Il est assez aisé de dire cela de l'extérieur, mais il me semblerait préférable d'accentuer les efforts sur certains sujets, au lieu de procéder de manière linéaire dans tous les domaines.

Sopra Steria ne fait pas de pro bono. Notre mécénat de compétences est concentré dans le milieu associatif, à travers une plateforme appelée Vendredi. Nos collaborateurs peuvent ainsi agir pour des causes environnementales ou sociétales, sans aucun impact business.
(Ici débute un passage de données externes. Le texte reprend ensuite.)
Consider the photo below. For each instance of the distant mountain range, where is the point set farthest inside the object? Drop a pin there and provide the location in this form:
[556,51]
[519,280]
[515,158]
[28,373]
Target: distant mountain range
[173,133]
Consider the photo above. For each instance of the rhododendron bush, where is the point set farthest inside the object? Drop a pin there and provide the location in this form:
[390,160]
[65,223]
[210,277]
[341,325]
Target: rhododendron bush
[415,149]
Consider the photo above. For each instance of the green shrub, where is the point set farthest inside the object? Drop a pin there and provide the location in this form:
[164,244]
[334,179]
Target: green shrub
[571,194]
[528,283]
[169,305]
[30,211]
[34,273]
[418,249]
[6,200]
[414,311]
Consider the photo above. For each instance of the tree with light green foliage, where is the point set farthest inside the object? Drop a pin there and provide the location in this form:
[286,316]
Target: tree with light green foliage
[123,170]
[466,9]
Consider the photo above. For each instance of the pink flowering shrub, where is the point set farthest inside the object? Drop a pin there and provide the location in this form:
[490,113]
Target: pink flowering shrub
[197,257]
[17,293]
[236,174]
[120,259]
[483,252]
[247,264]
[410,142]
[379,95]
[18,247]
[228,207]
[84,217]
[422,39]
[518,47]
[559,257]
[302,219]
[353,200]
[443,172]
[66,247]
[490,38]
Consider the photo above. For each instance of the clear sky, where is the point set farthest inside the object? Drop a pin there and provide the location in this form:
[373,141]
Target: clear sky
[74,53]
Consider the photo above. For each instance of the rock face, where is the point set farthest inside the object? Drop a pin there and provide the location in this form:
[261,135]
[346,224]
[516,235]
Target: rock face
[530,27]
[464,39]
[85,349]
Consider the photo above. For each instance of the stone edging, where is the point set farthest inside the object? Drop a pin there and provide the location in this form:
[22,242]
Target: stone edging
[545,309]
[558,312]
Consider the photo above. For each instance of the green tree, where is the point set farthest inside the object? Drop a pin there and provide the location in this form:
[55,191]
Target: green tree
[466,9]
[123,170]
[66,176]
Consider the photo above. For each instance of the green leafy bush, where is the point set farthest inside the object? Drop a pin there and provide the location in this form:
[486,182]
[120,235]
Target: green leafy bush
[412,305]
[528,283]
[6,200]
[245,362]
Cela entre dans le cadre de notre politique de responsabilité d'entreprise.

M. Pascal Imbert. - Je n'ai pas de commentaire à faire sur la décision de réduction de 15 %. En effet, nous sommes sur un secteur en croissance : cela ne nous pose pas de difficulté économique majeure.

Mme Éliane Assassi, rapporteure. - C'est déjà une réponse !

M. Pascal Imbert. - Il serait prétentieux de notre part de commenter les budgets alloués par nos clients à nos domaines d'intervention.

Nous accueillons en revanche avec beaucoup d'intérêt la volonté d'améliorer la valeur tirée de nos prestations. En effet, plus nous sommes « challengés » sur la valeur, plus nos prestations sont pérennes. Il nous est fréquemment reproché de chercher à travailler dans la durée pour générer du chiffre. À vrai dire, c'est très dangereux, parce que cela expose à un retour de manivelle.

Nos prestations sont chères ; il est préférable que client en tire autant de valeur que possible, car c'est ce qui pérennise la relation.

Nous ne pratiquons pas le pro bono, mais nous développons le mécénat de compétences. Nous sommes une société rentable et en développement. Nous avons pris l'engagement d'allouer chaque année 1 % du temps de nos consultants à du mécénat de compétences, exclusivement au profit d'associations. Il s'agit surtout d'actions sociales : enfance défavorisée, Croix-Rouge française, etc.

Je suis fier que nous ayons été en mesure de tenir cet engagement dès la première année, en 2021.

M. Arnaud Bazin, président. - Je vous remercie pour cette longue audition, la dernière de notre commission d'enquête en formation plénière.

Nous remercions très sincèrement tous ceux qui ont suivi nos auditions, en présentiel ou à distance.

Je donne rendez-vous à mes collègues mi-mars pour l'examen du rapport avec des échanges, je n'en doute pas, nourris.

La réunion est close à 19 h 45.

Ce point de l'ordre du jour a fait l'objet d'une captation vidéo qui est disponible en ligne sur le site du Sénat.